Growth of output and new orders were both among the best seen over the past seven years, leading to a solid increase in employment.
The sector remained beset by supply-chain delays and input shortages, however, which contributed to increased purchasing costs and record selling price inflation.
The seasonally adjusted IHS Markit/CIPS Purchasing Managers’ Index (PMI) rose to 60.9 in April, up from 58.9 in March and above the earlier flash estimate of 60.7. The latest reading is the highest since July 1994's record high (61.0).
Manufacturing production increased for the 11th successive month in April. Output growth was attributed to a loosening of lockdown restrictions, improved demand and rising backlogs of work.
Underpinning the latest robust expansion of production was a similarly marked improvement in intakes of new business. Total new orders rose for the third straight month, largely due to a further revival of domestic market conditions. Stronger client confidence, the re-opening of parts of the economy and improving global market conditions all contributed to sales growth.
Although new export business also rose in April, the growth rate was weak in comparison to that registered for total new orders. Companies reported improved new work intakes from several trading partners, including mainland Europe, the US, China and South-East Asia. Large-sized manufacturers saw a substantial expansion in new export order intakes, compared to only a marginal rise at small-sized firms.

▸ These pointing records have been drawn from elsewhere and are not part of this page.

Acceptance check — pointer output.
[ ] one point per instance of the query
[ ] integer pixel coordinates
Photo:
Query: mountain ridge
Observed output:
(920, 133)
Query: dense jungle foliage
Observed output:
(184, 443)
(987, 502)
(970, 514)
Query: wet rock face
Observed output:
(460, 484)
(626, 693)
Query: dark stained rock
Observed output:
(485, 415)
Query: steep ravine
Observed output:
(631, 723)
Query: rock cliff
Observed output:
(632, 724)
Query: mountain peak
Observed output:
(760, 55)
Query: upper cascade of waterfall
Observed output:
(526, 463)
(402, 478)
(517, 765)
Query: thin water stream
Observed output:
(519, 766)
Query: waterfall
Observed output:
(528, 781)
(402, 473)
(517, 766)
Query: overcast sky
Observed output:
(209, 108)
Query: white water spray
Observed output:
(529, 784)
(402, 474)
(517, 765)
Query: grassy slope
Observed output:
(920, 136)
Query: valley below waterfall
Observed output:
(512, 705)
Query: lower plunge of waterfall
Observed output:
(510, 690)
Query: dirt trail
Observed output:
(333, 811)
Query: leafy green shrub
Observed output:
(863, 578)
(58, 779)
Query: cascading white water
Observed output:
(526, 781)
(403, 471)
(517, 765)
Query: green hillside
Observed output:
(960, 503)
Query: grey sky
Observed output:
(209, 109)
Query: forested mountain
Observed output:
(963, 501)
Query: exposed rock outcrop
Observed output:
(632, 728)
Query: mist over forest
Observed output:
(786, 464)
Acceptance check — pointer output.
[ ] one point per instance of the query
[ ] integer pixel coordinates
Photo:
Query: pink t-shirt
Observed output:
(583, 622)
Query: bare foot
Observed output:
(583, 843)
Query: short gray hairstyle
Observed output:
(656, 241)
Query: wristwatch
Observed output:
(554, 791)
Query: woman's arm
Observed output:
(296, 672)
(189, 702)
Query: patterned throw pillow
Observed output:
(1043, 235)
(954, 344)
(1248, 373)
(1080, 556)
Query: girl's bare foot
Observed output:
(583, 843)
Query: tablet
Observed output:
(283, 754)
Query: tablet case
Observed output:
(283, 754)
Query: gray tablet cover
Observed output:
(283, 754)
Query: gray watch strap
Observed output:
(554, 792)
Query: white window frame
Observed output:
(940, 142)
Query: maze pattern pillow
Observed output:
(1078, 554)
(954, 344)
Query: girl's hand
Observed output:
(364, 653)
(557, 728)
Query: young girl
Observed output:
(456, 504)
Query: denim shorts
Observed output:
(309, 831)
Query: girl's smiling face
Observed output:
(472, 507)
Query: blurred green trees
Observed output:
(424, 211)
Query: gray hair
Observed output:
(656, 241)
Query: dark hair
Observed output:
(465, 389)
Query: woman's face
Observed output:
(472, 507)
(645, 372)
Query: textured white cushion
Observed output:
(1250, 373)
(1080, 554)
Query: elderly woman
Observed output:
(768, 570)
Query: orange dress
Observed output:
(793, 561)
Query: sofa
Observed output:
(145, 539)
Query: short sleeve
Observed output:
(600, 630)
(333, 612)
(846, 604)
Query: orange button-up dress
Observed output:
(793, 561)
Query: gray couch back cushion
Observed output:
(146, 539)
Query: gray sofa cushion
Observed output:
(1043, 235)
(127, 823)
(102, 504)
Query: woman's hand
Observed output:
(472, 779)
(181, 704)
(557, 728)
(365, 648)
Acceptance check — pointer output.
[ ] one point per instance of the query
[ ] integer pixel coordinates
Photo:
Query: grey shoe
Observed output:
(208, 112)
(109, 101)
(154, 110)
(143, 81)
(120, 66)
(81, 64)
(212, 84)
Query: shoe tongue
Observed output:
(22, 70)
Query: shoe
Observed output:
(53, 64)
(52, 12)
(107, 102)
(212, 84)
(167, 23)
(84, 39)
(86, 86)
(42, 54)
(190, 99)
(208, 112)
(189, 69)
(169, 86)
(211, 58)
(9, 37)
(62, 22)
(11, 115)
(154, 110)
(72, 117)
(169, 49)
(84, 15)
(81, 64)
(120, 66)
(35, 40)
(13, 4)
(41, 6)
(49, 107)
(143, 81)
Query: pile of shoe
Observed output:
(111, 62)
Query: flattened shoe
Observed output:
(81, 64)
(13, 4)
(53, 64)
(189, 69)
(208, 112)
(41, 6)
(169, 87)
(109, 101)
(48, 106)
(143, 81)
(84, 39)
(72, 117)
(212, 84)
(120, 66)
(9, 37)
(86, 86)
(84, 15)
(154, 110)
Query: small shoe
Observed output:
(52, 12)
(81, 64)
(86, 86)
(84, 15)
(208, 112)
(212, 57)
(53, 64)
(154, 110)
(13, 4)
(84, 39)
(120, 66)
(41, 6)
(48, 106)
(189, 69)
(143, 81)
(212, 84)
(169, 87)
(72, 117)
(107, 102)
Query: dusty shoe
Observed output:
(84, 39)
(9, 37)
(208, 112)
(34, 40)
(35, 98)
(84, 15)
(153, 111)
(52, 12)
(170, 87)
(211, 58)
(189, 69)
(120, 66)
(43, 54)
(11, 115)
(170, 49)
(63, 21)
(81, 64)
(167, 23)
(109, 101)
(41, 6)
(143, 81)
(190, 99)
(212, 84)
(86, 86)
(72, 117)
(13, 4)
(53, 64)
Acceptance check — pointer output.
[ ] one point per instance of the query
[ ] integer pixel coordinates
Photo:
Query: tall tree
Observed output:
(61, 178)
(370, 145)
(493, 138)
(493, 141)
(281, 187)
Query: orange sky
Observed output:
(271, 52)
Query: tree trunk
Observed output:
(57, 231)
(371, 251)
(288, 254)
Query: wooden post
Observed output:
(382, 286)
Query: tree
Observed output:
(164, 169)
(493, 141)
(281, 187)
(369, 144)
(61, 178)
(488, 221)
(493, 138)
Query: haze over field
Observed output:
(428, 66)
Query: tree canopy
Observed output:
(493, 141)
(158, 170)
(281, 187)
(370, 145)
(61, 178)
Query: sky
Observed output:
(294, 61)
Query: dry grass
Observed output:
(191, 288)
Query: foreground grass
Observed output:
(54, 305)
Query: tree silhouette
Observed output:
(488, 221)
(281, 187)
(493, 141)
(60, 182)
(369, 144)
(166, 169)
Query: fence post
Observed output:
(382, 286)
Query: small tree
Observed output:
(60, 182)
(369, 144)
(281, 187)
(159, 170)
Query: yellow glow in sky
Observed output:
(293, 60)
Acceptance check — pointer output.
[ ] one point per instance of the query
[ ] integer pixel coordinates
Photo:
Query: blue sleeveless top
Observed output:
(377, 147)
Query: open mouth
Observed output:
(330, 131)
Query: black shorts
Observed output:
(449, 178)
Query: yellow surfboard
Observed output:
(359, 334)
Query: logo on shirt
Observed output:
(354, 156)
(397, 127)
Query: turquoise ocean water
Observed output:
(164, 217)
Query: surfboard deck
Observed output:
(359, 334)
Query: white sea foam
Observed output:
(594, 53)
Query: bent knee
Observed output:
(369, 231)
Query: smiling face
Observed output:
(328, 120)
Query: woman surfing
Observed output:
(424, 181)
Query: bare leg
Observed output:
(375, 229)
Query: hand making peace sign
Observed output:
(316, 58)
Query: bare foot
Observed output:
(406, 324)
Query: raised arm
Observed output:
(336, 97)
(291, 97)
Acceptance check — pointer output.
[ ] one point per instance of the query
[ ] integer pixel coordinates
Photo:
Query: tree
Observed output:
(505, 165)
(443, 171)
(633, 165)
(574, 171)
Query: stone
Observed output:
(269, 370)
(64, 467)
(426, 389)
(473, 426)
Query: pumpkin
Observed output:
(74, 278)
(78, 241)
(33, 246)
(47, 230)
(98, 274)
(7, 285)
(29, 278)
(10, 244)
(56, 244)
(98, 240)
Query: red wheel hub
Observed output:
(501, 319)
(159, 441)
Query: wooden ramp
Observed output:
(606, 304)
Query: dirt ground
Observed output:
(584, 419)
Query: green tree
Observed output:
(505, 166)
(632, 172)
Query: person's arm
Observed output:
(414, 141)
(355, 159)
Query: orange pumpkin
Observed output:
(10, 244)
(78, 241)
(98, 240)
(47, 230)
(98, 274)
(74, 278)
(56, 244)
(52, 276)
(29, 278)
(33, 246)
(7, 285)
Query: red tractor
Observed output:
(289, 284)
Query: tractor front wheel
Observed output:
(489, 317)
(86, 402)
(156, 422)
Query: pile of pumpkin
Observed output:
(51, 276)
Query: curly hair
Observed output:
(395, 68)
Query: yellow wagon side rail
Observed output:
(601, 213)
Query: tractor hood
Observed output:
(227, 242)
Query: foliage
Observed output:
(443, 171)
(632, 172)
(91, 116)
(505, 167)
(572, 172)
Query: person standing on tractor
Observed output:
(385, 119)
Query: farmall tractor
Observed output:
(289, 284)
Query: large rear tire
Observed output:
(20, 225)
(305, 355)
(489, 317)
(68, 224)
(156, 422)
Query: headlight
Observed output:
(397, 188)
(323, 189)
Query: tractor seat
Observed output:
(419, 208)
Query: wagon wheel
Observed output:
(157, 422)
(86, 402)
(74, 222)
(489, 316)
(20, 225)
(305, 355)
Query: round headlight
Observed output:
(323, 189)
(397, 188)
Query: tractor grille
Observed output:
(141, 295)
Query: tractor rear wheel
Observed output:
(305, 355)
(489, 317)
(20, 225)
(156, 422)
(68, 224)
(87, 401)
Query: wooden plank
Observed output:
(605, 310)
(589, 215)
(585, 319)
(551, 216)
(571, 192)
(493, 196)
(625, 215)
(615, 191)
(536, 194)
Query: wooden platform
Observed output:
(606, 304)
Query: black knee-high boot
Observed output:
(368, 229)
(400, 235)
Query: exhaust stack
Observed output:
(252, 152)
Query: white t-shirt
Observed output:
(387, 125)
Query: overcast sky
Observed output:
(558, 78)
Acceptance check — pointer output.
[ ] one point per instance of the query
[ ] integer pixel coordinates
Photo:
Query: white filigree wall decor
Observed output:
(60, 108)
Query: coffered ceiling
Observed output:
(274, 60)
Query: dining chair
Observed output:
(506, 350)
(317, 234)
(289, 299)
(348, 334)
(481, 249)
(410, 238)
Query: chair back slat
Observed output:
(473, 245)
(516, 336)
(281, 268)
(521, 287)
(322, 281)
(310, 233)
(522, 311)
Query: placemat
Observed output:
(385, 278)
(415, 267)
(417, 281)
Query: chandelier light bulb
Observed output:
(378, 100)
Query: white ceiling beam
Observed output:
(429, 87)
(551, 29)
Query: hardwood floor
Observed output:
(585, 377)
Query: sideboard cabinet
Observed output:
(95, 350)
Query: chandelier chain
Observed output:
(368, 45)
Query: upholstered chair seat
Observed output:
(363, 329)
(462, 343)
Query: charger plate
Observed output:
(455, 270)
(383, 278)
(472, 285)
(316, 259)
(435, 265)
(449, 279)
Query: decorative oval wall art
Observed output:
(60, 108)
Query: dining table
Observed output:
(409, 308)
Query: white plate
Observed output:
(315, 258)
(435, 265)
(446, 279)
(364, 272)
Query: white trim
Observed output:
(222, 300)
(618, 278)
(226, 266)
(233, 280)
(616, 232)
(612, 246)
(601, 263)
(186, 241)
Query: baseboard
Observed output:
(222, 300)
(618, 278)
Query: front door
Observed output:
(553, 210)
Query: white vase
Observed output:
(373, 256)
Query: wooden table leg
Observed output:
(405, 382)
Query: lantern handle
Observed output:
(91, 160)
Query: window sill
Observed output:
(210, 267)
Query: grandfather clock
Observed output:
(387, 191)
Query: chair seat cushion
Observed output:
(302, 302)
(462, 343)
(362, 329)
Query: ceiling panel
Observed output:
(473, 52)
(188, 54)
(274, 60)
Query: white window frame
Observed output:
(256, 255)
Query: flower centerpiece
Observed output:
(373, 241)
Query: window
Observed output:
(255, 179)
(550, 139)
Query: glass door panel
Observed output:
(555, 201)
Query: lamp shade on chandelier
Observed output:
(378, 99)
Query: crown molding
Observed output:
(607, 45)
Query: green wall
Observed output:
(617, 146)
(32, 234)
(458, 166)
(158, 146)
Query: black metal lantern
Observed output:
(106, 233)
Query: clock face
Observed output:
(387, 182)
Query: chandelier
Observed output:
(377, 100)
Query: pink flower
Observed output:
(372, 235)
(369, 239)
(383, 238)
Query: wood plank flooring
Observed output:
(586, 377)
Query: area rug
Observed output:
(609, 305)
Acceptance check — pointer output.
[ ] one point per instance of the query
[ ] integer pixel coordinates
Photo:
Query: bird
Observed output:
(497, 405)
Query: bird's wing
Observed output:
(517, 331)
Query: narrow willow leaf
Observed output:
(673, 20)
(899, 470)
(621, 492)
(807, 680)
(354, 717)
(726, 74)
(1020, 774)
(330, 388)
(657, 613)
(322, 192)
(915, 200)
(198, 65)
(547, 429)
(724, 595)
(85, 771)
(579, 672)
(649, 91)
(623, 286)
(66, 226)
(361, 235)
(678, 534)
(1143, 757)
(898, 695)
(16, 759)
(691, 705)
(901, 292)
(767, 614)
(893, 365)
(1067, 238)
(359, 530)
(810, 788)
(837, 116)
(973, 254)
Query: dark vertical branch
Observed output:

The outlook for the UK manufacturing sector also remained positive at the start of the second quarter. 66% of companies forecast that output will be higher in a year's time. The overall degree of confidence currently stands at its highest level in seven years.
This optimism reflected expectations for less disruption related to COVID-19 and Brexit, economic recovery, improved client confidence and planned new product launches.
James Brougham, senior economist at Make UK, commented: “Today’s PMI figure is the highest for nearly 27 years, showing an industry that is outpacing its growth projections from just three months ago. Since the start of the year, output has consistently surpassed expectations, now coming to a head with today’s record breaking figure.
“While this marked positivity is welcome news for the UK economy, and certainly reflective of the abundance of activity seen throughout the manufacturing sector since the start of the year, we must remind ourselves that these figures being reported today come in response to the severity of the decline experienced in the same sector in the last year.
“Very high growth figures were always expected in the sector this year following 2020’s decline, but the early arrival of this growth will certainly serve to improve confidence in the UK manufacturing industry’s recovery from the pandemic, despite growing challenges around the supply-chain and soaring input prices. The sustainability of these meteoric growth levels will be challenged by supply-side disruption in the coming months.”